Me encanta conducir. Preferiblemente en la placidez que confiere la noche, a ser posible bajo un inagotable aguacero y, a poder elegir, el viaje dirección a ninguna parte por una vía anegada de baches mayúsculos en los que acelerar al pasar cerca de una muchedumbre organizada en la acera dándome a la fuga.
Pero no, este no es el caso.
La refulgente luz del día atiza de forma despiadada a través de la luna del vehículo plantado en pleno epicentro de una descomunal congestión vehicular en el que me encuentro apresada junto a la soporífera incontinencia verbal que te prepondera justo en el momento álgido del trillado repertorio concerniente a tu sentencioso parlamento del resto de entes próximo a la prodigiosa existencia de tu ser.
Ante la improbabilidad de que súbitamente sufras una afasia perpetua más allá del fin de tus días, en un ensayo por inaugurar un diálogo, pruebo a exponer mi apoyo acérrimo a la ejecución de un prolijo castigo sádico y lacerante a ese conversador martirizante de reproducidas historietas con idénticas palabras y exactas pautas una y otra vez, una y otra vez, una y otra vez, una y otra vez y sí, otra vez más.

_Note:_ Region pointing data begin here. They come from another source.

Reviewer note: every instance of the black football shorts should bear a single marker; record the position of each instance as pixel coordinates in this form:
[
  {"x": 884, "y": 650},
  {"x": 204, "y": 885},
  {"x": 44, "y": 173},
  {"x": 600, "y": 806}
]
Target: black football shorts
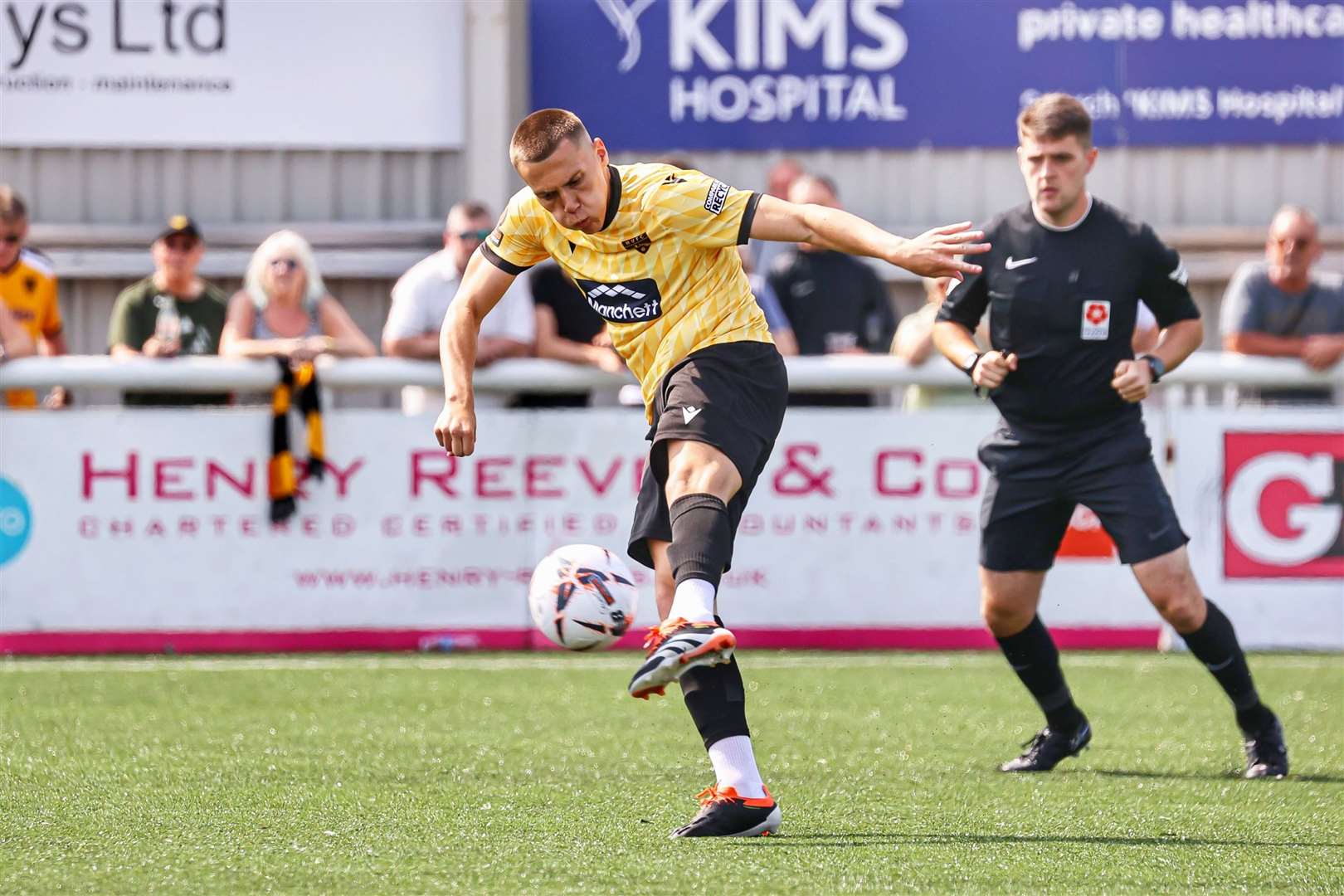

Sopesado con anterioridad el desoír de mi propósito por tu avenzada desenvoltura en no dejar hablar ni a Dios sorteo, no sin dificultad, tu tentativa de decir mu perseverando en mi parloteo. En esta ocasión sin escatimar en la más fútil puntualización desarrollo mi planteamiento de promover una sentencia fundamentada en el exterminio definitivo al parlador leonino versado acerca de la privacidad de vidas ajenas ensuciando todo cuanto pronuncia desprovisto de deferencia alguna.
Cuando aprecio cierta conmoción en tu semblante voy dando término a mi recitado estimando que a la postre conquisté tu mutismo, sin embargo retomas como si tal cosa tu monólogo desesperante de los múltiples complejos dolores que te aquejan, sobre todo, ese que te empieza por aquí y que te llega hasta aquí dejándote un cuerpo der tó malamente que no sabes como un día de estos no te da algo malo con todo lo que llevas encima que mira que ya no puede pasarte nada más porque hay que ver qué mala suerte la tuya porque todo te tiene que ocurrir a ti que para más inri ya me dirás tú a mí lo poquito que protestas porque volviendo a lo que venías a referir antes de que mi persona te interrumpiera pues resulta que… Abruptamente libero el enganche del arnés que te asegura al asiento, acelero y freno en seco estampando tu bocacha contra el salpicadero. Ahora, indudablemente, conmocionada te incorporas fijándome una mirada incrédula y creo vislumbrar un atisbo de titubeo el que prontamente atenúo con la disculpa de que se me ha ido el coche sin querer alentándote con mujer no te calles ahora, ¿qué era lo que estabas diciendo?